Loneliness can be infectious

U. CHICAGO (US)—Loneliness, like a bad cold, can spread among groups of people, new research shows.

“We detected an extraordinary pattern of contagion that leads people to be moved to the edge of the social network when they become lonely,” says University of Chicago psychologist and study leader John Cacioppo. “On the periphery people have fewer friends, yet their loneliness leads them to losing the few ties they have left.”

Using longitudinal data from a large-scale study that has been following health conditions for more than 60 years, the research team found that lonely people tend to share their loneliness with others. Gradually over time, a group of lonely, disconnected people moves to the fringes of social networks. Before those relationships are severed, they transmit feelings of loneliness to their remaining friends, who also become lonely.

“These reinforcing effects mean that our social fabric can fray at the edges, like a yarn that comes loose at the end of a crocheted sweater,” says Cacioppo, the Tiffany & Margaret Blake Distinguished Service Professor in Psychology.

Researchers from the University of California, San Diego, and Harvard Medical School contributed to the study, which was published in the December issue of the Journal of Personality and Social Psychology.

For the study, the team examined records of the Framingham Heart Study, which has studied people in Framingham, Mass. since 1948. The original group, including more than 5,209 people, was originally studied for the risks of cardiovascular disease.

The study has since been expanded to include about 12,000 people, as the children and the grandchildren of the original group and others have been included to diversify the population sample. The Framingham study now includes more tests, including measures of loneliness and depression. The second generation in the study, which includes 5,124 people, was the focus of the loneliness research.

Because the study is longitudinal, researchers kept in touch with the subjects every two to four years and accordingly collected names of friends who knew the subjects. Those records became an excellent source of information about the people’s social networks.

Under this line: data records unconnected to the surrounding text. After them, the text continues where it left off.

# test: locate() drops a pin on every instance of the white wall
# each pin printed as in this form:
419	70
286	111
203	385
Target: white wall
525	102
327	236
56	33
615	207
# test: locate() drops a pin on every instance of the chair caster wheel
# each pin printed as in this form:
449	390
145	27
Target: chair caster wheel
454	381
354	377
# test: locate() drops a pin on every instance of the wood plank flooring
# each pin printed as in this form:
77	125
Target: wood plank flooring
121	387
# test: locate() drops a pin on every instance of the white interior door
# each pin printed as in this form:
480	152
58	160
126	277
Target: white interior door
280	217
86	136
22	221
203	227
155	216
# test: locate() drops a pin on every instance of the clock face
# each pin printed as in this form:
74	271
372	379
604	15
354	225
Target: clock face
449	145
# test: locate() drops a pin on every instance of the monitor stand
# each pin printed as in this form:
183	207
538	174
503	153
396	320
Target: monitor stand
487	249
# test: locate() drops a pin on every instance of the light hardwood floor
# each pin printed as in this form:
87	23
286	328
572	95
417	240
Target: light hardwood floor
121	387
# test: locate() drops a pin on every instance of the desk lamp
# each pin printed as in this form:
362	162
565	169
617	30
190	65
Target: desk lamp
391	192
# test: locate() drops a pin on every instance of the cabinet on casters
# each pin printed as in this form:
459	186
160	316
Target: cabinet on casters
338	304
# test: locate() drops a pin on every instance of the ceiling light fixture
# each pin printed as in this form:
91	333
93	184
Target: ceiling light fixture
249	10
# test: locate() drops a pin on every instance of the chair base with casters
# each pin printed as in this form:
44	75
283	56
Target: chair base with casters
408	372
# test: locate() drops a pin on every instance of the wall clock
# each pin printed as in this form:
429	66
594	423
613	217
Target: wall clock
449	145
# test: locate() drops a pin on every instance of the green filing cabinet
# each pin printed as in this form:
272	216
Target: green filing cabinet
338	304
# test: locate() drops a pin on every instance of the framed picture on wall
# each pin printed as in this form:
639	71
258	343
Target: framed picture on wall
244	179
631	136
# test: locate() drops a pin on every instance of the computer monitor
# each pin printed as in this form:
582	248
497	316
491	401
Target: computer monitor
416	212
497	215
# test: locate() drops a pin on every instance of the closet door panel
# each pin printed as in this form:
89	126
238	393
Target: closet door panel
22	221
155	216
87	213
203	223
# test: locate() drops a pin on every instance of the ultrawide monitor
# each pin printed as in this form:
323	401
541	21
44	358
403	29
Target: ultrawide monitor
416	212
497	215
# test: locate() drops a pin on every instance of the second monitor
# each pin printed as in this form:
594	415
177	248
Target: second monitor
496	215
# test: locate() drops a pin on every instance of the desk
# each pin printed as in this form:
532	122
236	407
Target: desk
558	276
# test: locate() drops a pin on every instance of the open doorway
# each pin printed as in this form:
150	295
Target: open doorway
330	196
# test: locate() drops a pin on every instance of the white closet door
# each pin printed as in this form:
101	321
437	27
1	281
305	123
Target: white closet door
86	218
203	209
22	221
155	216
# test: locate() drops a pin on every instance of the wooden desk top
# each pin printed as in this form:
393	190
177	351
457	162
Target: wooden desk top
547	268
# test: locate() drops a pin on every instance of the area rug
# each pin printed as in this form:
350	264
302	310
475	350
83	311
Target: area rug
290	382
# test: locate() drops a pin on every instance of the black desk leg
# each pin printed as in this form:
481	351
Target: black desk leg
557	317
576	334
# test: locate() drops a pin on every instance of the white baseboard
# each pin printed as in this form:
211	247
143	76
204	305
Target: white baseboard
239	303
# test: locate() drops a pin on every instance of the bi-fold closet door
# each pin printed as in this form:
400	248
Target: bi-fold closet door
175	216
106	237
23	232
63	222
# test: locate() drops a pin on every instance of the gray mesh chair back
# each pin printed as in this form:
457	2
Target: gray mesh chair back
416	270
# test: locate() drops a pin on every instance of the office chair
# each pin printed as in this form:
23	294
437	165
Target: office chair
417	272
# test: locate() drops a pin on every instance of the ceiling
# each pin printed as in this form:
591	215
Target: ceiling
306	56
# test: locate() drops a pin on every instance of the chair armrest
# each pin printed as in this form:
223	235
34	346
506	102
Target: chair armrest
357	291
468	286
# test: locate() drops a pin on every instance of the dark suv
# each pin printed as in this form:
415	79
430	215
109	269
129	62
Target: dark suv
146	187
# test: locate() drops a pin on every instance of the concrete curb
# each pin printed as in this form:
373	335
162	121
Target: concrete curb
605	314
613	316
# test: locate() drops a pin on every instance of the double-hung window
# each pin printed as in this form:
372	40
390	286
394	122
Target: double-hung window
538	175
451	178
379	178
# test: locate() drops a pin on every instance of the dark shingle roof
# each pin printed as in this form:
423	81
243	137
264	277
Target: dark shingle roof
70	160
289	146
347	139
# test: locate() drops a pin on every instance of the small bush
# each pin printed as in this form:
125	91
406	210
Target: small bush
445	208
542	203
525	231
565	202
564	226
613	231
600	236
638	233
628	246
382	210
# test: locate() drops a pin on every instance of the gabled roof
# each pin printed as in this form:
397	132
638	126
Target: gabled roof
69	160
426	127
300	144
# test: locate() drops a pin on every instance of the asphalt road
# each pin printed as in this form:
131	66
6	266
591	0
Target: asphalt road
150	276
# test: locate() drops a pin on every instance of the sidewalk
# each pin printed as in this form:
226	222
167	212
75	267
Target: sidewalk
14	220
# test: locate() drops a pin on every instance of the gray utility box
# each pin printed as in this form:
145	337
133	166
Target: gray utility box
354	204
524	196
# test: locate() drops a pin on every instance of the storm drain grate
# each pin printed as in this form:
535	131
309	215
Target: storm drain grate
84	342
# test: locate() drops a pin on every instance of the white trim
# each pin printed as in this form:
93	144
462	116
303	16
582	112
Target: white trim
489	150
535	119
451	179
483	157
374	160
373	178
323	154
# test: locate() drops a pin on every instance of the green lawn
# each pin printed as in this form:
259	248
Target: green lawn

By constructing graphs that charted the subjects’ friendship histories and information about their reports of loneliness, researchers were able to establish a pattern of loneliness that spread as people reported fewer close friends. The data showed that lonely people “infected” the people around them with loneliness, and those people moved to the edges of social circles.

The team found that the next-door neighbors in the survey who experienced an increase of one day of loneliness a week prompted an increase in loneliness among their neighbors who were their close friends. The loneliness spread as the neighbors spent less time together.

Previous work suggested that women rely on emotional support more than men do, and in this study women were more likely than men to report “catching” loneliness from others.

Research also shows that as people become lonely, they become less trustful of others, and a cycle develops that makes it harder for them to form friendships. Societies seem to develop a natural tendency to shed these lonely people, a phenomenon that is mirrored in tests of monkeys, who tend to drive off members of their groups who have been removed from a colony and then are reintroduced, Cacioppo says.

That pattern makes it all the more important to recognize loneliness and offset it before it spreads, he adds. “Society may benefit by aggressively targeting the people in the periphery to help repair their social networks and to create a protective barrier against loneliness that can keep the whole network from unraveling.”

The research was supported by a grant from the National Institute on Aging.